If a participant is required to answer the TLX questions multiple times, they only need to answer the 15 pairwise comparisons once per task type. If a participant's workload needs to be measured for intrinsically different tasks, then revisiting the pairwise comparisons may be required. In every case, the subject should answer all 6 subjective rating subscales. It is these successive ratings that are then scored using the original pairwise questions as weighting factors, that leads to an understanding of the overall workload change.

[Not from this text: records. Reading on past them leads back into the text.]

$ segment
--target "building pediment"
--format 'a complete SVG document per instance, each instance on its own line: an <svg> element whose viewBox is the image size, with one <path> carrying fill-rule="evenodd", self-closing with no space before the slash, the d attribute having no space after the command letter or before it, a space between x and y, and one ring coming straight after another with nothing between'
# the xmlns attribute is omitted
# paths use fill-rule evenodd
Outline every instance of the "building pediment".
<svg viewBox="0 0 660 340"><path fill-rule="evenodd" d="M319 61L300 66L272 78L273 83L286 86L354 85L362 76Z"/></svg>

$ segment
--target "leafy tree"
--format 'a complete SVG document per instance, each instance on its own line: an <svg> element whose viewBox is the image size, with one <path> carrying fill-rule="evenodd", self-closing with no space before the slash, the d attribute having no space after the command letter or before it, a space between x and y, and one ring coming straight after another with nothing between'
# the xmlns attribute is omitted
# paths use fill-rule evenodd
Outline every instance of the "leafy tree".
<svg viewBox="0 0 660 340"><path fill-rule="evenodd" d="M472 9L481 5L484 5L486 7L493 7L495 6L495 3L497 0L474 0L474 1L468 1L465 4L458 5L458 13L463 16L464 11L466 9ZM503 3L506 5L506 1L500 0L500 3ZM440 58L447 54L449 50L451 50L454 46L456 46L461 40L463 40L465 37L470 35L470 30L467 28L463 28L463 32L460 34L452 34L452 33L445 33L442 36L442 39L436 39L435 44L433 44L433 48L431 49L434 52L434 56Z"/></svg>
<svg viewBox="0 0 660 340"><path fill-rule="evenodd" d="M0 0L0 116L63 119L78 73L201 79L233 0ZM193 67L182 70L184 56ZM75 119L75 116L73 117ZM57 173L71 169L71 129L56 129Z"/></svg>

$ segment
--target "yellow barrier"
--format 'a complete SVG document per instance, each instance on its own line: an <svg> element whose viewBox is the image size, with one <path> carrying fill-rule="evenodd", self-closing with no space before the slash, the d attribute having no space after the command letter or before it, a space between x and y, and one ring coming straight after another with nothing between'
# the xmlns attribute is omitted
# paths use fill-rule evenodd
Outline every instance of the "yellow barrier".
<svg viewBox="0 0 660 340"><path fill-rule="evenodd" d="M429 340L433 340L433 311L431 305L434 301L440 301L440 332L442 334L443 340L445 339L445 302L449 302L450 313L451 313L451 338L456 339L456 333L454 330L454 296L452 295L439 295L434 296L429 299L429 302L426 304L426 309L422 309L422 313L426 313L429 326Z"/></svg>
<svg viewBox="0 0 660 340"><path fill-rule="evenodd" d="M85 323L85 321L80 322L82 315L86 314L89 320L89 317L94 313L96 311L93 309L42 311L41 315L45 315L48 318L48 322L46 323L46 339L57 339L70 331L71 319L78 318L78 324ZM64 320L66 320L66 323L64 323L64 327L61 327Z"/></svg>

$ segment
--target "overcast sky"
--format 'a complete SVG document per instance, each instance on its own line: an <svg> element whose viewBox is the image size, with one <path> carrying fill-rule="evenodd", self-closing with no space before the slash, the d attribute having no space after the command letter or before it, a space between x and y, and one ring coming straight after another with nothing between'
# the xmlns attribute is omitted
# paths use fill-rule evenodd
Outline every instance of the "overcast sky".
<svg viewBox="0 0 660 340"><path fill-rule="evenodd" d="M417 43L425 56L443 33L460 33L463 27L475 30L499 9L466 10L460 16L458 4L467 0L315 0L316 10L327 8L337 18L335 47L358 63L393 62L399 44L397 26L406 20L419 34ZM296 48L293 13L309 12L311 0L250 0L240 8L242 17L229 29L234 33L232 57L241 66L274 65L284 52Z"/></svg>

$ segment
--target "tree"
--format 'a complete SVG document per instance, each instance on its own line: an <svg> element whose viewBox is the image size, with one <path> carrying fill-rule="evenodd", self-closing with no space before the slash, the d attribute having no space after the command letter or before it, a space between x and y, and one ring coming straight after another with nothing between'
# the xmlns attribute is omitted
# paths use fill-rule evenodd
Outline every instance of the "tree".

While there are multiple ways to administer the NASA-TLX, some may change the results of the test. One study showed that a paper-and-pencil version led to less cognitive workload than processing the information on a computer screen. However, other studies found that computer screen versions, as well as on wearables, can nonetheless stably capture relative changes in workload. To overcome the delay in administrating the test, the Official NASA TLX Apple iOS App can be used to capture both the pairwise question answers and a subjects subjective subscale input, as well as calculating the final weighted and unweighted results. A feature found in the Official NASA TLX App is a new computer interface response rating scale, termed a Subjective Analogue Equivalent Rating (SAER) scale, that provides the closest possible user experience to that found in the paper and pencil version of NASA TLX. No other computerized version of the NASA TLX has successfully implemented this critical element for properly capturing a user subjective input. This can be seen in many unofficial computerized (both web and software application) versions that use an anchored or locking scale. This defeats the subjective purpose of the original paper and pencil implementation of the NASA TLX.